Der_Einzige · 2025-11-07T06:11:53 1762495913

Too bad those experts are not worth their 300 million packages. I've seen the google scholars of the confirmed crazy comp hires and it's not Yann Lecun tier that's for sure.

raincole · 2025-11-06T21:08:02 1762463282

Do you think which one has the higher market share:

1) The four models you mentioned, combined

or

2) ChatGPT

?

What gives? Because if people are willing to pay you, you don't say "ok I don't want your money I'll provide my service for free."

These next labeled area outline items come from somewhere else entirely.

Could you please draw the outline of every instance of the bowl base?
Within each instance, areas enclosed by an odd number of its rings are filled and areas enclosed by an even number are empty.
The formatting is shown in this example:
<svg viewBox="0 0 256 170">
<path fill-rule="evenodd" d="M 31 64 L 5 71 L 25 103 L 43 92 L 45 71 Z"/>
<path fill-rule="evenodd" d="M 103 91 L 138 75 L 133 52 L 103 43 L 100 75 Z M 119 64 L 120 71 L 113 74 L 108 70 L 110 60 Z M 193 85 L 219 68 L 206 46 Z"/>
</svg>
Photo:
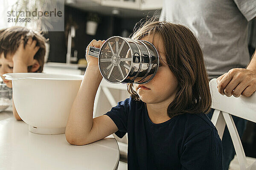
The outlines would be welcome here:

pphysch · 2025-11-06T21:15:26 1762463726

Open-weight (Chinese) models have infinitely more market share in domains where giving your data to OpenAI is not acceptable

Like research labs and so on. Even at US universities

raincole · 2025-11-06T23:10:31 1762470631

Cool, and? If these models were hosted in China, the labs you mentioned wouldn't be paying them, right?

Now you have the answer to "what gives" above.

pphysch · 2025-11-07T00:06:47 1762474007

"And" therefore OpenAI has little to offer when it comes to serious applications of AI.

Best they can hope for is getting acquired by MS for pennies when this scheme collapses.